Navy pilots reported close encounters with unidentified flying objects during training exercises off the East Coast in 2014 and 2015.
Navy pilots stationed on the aircraft carrier Theodore Roosevelt conducting training exercises off the coast of Florida and Virginia from the summer 2014 to spring 2015 reported multiple encounters with objects traveling at supersonic speeds and stopping and accelerating at rates that would kill a person, according to the New York Times.
The incidents caused the Navy to institute new reporting rules for pilots that encounter UFOs.
“There were a number of different reports,” Navy spokesman Joseph Gradisher told the publication. “We don’t know who’s doing this, we don’t have enough data to track this. So the intent of the message to the fleet is to provide updated guidance on reporting procedures for suspected intrusions into our airspace.”
Members of the Navy and experts said that the UFOs are most likely commercial drone operations or other earthly objects. None of the pilots suggested that the incidents may have had extraterrestrial origins.
Navy Lt. Danny Accoin had two interactions with UFOs while part of the Roosevelt. Neither time did he see a UFO, but the objects showed up on his plane’s instruments.
“I knew I had it, I knew it was not a false hit,” Accoin said, describing the second incident when he locked on to an object with a training missile and saw it on an infrared camera. But “I could not pick it up visually.”
Navy Lt. Ryan Graves remembered speaking to another pilot that almost hit a UFO.
“I almost hit one of those things,” the pilot told Graves.
The object appeared to be a cube inside of a sphere. The incident prompted the pilot to file an aviation flight safety report, Graves said.
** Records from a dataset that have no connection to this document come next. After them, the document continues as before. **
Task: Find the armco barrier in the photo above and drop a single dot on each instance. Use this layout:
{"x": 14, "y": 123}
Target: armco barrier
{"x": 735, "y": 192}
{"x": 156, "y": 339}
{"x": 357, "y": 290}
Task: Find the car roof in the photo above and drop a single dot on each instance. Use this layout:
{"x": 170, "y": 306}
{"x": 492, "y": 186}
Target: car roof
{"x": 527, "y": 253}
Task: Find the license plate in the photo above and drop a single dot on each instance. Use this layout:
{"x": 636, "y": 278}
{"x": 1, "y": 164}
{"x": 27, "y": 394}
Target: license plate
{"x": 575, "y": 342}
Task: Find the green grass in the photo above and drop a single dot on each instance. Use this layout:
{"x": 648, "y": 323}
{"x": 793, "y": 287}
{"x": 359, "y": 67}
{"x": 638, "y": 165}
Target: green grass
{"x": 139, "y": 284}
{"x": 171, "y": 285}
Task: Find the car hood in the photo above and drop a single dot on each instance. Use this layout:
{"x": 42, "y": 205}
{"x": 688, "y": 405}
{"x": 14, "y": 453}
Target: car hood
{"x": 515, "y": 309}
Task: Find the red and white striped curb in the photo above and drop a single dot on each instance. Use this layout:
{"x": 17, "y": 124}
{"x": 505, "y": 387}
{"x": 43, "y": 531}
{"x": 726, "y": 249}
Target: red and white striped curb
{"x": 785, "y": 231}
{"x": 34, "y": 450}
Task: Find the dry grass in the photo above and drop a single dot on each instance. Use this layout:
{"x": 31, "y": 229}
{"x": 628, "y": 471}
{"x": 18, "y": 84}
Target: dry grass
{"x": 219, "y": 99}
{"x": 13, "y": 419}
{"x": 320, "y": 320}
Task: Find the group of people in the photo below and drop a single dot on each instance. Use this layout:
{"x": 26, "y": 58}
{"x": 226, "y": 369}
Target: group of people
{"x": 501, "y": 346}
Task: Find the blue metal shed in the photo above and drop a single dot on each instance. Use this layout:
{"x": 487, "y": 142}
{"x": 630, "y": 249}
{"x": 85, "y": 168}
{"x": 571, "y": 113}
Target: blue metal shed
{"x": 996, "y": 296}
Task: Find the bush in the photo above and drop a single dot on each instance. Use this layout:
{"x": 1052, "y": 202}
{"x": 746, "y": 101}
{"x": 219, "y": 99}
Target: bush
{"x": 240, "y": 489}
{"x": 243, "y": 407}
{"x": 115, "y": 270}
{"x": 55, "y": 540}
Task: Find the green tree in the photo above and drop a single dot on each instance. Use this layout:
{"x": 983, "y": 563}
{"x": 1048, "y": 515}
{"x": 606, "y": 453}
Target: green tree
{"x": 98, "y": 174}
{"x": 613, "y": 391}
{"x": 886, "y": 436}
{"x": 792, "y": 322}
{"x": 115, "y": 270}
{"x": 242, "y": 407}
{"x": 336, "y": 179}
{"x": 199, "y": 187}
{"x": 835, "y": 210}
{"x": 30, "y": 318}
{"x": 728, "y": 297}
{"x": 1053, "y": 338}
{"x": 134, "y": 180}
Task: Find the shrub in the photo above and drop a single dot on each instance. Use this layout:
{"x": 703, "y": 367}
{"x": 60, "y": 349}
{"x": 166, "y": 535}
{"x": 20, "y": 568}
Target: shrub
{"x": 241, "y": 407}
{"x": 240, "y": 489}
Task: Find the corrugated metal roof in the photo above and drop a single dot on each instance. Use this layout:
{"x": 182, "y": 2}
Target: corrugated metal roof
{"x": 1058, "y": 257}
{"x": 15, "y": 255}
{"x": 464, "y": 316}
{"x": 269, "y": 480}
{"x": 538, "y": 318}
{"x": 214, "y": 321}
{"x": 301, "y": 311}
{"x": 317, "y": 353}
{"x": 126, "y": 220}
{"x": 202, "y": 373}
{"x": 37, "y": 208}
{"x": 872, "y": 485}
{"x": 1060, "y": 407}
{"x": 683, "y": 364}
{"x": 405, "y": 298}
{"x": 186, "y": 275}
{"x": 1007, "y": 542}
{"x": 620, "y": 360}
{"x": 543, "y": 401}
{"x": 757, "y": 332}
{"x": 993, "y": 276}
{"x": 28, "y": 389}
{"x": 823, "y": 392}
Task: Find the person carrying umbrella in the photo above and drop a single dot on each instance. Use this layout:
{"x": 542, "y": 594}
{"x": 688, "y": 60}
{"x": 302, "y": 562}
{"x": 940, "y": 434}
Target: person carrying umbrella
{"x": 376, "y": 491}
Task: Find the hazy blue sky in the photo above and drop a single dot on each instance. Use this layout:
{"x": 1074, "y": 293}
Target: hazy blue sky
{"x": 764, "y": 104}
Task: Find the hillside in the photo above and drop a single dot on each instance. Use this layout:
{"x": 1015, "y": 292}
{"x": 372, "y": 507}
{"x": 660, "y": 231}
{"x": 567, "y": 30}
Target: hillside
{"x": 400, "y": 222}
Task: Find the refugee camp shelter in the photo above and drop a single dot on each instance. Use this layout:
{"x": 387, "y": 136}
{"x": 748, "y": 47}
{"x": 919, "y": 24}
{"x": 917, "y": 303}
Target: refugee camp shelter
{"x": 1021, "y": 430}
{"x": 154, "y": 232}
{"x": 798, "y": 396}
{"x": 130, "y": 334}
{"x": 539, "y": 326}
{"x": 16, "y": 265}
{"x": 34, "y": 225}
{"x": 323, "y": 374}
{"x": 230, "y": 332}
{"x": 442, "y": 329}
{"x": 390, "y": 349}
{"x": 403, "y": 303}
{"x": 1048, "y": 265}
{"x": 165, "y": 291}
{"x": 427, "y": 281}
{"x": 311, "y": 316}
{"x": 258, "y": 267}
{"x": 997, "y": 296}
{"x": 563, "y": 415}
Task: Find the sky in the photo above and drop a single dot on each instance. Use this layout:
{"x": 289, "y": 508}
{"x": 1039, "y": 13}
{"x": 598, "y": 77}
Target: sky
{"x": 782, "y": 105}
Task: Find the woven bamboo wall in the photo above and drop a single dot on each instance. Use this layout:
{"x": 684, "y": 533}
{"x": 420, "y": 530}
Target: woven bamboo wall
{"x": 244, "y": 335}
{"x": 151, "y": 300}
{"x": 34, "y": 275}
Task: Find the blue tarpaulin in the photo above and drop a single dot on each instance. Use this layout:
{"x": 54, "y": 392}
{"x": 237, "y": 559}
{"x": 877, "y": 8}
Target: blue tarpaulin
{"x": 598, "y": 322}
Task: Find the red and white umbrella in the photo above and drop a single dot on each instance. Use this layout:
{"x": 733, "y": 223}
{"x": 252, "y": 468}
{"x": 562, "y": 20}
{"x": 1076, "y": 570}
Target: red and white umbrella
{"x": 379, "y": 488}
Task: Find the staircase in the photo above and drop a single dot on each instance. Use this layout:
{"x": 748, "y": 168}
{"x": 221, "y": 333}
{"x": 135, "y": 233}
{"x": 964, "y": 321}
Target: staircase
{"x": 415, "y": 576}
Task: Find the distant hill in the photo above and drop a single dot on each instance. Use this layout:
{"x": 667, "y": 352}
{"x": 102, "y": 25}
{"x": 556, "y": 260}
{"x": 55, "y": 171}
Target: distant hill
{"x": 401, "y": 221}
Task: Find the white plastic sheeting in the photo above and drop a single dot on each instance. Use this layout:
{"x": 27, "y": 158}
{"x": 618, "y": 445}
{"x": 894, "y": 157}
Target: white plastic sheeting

The Stars Academy of Arts and Science released footage of a UFO captured by a Navy plane off the East Coast in 2015 and obtained through the Freedom of Information Act. In the video, pilots can be heard openly wondering about what the object is.
“What the f— is that thing,” one can be heard saying.
“Wow, what is that, man?” another said. “Look at that flying!”
The Department of Defense closed down the Advanced Aerospace Threat Identification Program, the agency responsible for investigating issues such as the UFO encounters by the Roosevelt’s crew, in 2012. The program’s duties are still carried out by Pentagon officials, however, sources within the department told The New York Times in 2017.